The Government then moved this Court to remand the Crespins' appeal of the original removal order to the BIA so that the BIA could clarify the interaction between that order and its order denying reconsideration.2 We denied the Government's motion.

II.

We first address the parties' preliminary arguments. The Government, echoing the assertions made in its motion to remand, urges us to remand or dismiss the Crespins' petition for lack of jurisdiction. In contrast, the Crespins contend that we have jurisdiction to review the BIA's removal order, but only on the grounds set out in the original order. We reject both arguments.

A.

The INA grants aliens the right to petition for judicial review of a “final order of removal,” 8 U.S.C. § 1252(a)(1), which the statute defines in relevant part as “a determination by the [BIA] affirming” an order “concluding that the alien is deportable or ordering deportation.” §§ 1101(a)(47)(B)(i), (A). Should a petitioner also seek review of a motion to reconsider, that review “shall be consolidated with the review of the order” itself. § 1252(b)(6).
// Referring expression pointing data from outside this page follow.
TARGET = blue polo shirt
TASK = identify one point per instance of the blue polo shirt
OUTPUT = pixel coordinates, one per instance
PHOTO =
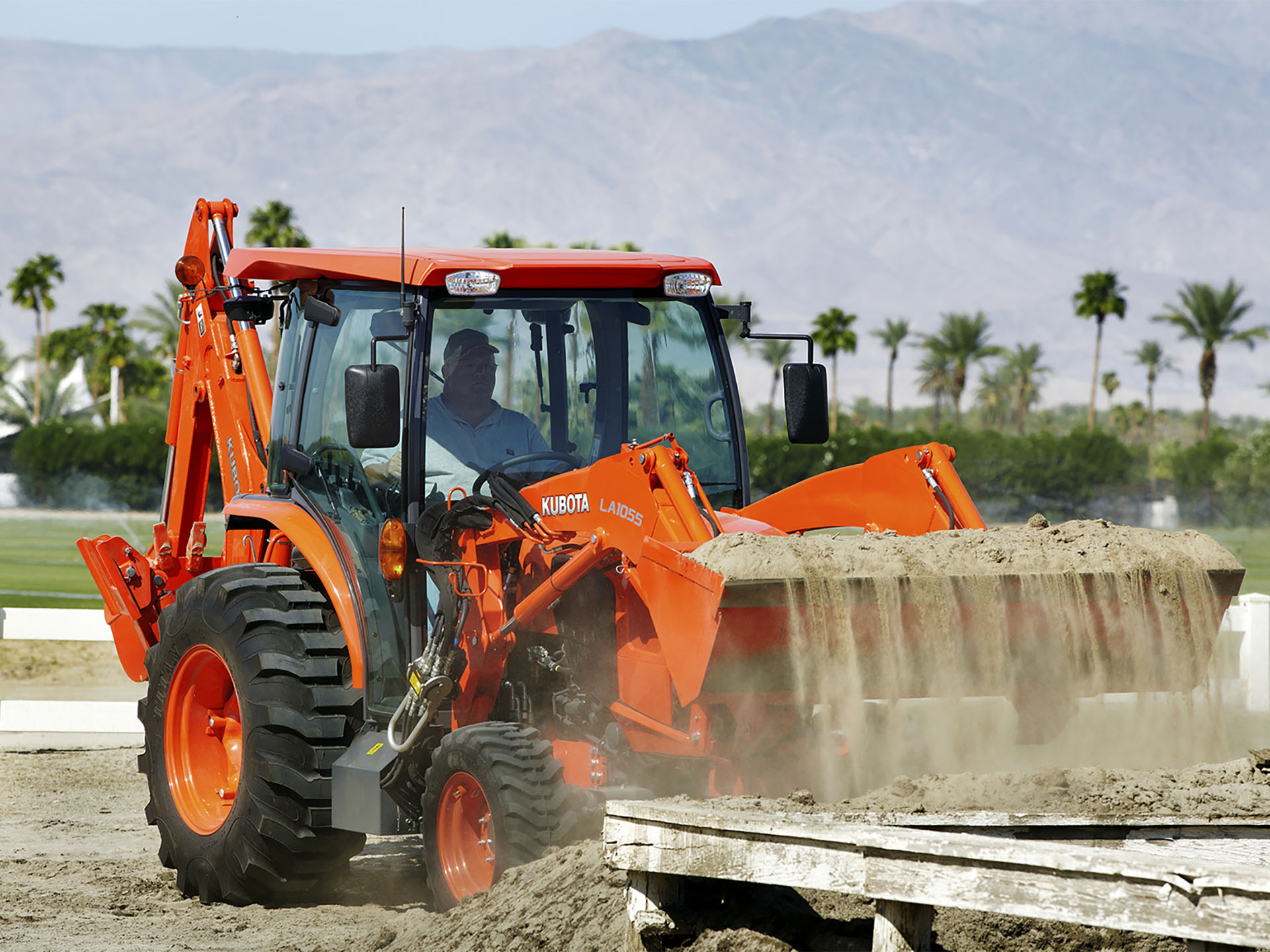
(501, 436)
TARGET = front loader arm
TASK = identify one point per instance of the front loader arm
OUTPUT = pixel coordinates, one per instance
(911, 492)
(222, 401)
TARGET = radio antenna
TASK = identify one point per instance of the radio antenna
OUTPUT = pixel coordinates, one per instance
(407, 314)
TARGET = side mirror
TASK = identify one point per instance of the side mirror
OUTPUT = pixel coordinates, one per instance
(807, 403)
(372, 405)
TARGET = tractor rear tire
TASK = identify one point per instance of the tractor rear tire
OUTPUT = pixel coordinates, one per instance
(248, 709)
(494, 797)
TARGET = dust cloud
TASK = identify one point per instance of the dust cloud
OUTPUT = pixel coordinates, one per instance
(1006, 649)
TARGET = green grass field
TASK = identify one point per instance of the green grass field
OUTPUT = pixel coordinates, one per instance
(41, 568)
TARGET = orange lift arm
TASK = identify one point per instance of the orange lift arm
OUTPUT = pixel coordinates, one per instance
(222, 401)
(912, 492)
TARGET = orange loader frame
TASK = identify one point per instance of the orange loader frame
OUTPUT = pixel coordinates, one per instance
(646, 512)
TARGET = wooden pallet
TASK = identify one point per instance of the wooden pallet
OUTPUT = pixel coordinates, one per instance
(1188, 877)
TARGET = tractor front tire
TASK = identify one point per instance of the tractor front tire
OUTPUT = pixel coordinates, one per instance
(248, 709)
(494, 797)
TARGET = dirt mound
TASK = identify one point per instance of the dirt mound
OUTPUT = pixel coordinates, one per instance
(1083, 546)
(1205, 791)
(1234, 789)
(1042, 616)
(60, 663)
(568, 902)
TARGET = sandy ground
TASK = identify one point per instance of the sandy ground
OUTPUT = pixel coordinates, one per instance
(79, 871)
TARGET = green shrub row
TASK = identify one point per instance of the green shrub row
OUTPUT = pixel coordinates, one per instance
(71, 466)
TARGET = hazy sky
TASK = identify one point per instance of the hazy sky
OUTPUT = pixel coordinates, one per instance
(374, 26)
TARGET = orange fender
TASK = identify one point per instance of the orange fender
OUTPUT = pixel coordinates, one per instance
(306, 535)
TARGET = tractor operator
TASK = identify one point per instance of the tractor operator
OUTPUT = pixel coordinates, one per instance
(465, 420)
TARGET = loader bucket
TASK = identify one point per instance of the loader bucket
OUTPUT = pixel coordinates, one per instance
(913, 636)
(804, 621)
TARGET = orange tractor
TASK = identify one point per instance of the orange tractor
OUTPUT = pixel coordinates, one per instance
(476, 640)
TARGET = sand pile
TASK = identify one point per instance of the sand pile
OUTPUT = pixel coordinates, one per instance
(1085, 546)
(1203, 791)
(1038, 615)
(568, 902)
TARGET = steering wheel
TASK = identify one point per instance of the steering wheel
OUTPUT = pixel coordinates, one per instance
(353, 465)
(570, 459)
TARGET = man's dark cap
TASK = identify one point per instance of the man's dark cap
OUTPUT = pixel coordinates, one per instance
(465, 342)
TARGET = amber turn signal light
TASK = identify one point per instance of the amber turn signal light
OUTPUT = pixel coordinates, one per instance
(190, 270)
(393, 550)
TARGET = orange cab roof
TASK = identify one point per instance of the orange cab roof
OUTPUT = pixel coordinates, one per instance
(519, 267)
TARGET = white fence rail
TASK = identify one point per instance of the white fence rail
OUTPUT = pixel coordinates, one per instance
(1241, 664)
(54, 625)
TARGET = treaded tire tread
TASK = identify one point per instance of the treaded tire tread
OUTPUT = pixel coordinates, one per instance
(299, 716)
(532, 809)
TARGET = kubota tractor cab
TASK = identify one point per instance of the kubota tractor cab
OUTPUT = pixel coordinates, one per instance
(405, 630)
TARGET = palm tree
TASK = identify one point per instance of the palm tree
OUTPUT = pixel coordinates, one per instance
(1209, 317)
(937, 376)
(1024, 364)
(964, 340)
(832, 332)
(777, 354)
(890, 337)
(996, 394)
(503, 239)
(161, 319)
(1151, 356)
(272, 226)
(1100, 295)
(32, 288)
(506, 239)
(1111, 383)
(101, 342)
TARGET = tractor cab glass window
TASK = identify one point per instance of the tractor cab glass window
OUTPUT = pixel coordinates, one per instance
(540, 383)
(342, 484)
(675, 387)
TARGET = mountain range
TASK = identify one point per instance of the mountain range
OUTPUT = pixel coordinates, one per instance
(901, 163)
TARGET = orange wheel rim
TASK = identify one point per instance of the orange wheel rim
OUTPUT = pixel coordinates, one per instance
(465, 837)
(202, 739)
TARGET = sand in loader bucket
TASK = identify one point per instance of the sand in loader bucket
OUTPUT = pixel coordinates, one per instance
(1001, 633)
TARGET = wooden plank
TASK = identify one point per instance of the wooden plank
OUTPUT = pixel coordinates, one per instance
(1064, 883)
(902, 927)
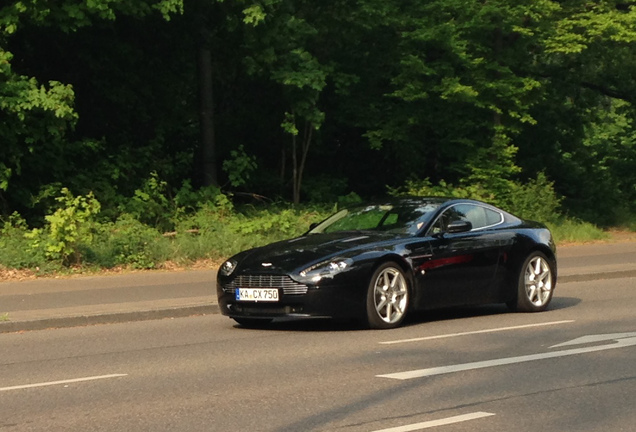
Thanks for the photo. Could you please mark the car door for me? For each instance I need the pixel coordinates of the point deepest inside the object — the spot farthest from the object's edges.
(463, 265)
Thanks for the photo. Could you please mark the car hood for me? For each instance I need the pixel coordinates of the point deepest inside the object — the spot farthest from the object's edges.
(301, 252)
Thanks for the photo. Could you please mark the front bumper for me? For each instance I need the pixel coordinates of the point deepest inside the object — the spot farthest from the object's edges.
(325, 301)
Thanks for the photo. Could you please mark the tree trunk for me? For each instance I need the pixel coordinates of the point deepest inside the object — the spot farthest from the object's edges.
(207, 164)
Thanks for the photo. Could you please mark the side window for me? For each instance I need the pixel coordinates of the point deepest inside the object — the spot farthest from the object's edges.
(478, 216)
(450, 215)
(493, 217)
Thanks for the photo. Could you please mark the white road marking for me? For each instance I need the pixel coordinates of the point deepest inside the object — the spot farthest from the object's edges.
(475, 332)
(628, 339)
(74, 380)
(440, 422)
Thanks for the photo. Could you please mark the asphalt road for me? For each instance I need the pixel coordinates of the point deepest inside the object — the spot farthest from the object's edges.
(478, 369)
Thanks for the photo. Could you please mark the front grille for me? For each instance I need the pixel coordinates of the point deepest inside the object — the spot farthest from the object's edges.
(287, 284)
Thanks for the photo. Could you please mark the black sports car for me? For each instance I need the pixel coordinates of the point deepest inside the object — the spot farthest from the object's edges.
(376, 262)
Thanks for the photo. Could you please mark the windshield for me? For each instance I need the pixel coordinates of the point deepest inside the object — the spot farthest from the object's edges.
(400, 218)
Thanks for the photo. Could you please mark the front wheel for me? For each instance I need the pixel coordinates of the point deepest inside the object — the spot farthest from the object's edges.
(536, 284)
(387, 297)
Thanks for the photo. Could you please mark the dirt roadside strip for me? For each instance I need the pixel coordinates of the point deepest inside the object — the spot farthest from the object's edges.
(69, 302)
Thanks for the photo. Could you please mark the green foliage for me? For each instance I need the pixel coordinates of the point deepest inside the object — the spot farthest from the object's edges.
(150, 204)
(567, 230)
(239, 166)
(67, 228)
(14, 247)
(129, 243)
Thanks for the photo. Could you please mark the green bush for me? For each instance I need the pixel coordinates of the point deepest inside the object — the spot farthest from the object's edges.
(567, 230)
(67, 229)
(15, 250)
(128, 242)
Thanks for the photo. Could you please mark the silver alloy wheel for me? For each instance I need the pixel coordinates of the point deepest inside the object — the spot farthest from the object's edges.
(390, 295)
(538, 281)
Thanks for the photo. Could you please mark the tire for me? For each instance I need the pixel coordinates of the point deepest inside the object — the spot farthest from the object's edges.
(252, 322)
(388, 297)
(536, 284)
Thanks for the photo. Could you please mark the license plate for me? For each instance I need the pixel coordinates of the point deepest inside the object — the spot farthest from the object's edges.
(257, 294)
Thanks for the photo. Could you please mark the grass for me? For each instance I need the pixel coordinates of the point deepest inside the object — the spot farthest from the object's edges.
(572, 231)
(201, 240)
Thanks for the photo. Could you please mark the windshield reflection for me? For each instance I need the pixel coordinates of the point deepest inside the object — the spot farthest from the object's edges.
(403, 218)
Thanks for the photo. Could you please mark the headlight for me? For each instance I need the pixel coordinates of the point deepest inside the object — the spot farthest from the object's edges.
(227, 267)
(326, 269)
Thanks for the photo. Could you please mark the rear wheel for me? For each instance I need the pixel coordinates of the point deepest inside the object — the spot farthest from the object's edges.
(387, 297)
(536, 284)
(252, 322)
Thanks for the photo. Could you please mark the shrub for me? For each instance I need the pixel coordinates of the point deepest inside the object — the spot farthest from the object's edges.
(67, 229)
(128, 242)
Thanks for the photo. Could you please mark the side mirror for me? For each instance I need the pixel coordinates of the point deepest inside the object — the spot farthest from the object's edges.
(459, 227)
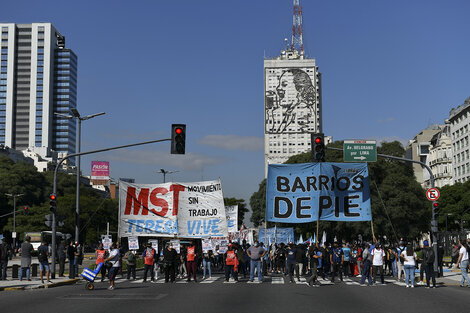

In cases involving a removal order and a motion to reconsider, the statute thus “contemplates two petitions for review and directs the courts to consolidate the matters.” Stone v. INS, 514 U.S. 386, 394, 115 S.Ct. 1537, 131 L.Ed.2d 465 (1995).

Of course, only one petition for review faces us here. The Government maintains that we lack jurisdiction over that petition because the removal order before us no longer represents the BIA's “final statement on the issues.” Respondent's Br. 35. It therefore urges us to dismiss the petition as moot, or in the alternative, to remand to the BIA to “clear up any jurisdictional difficulties.” Respondent's Br. 30.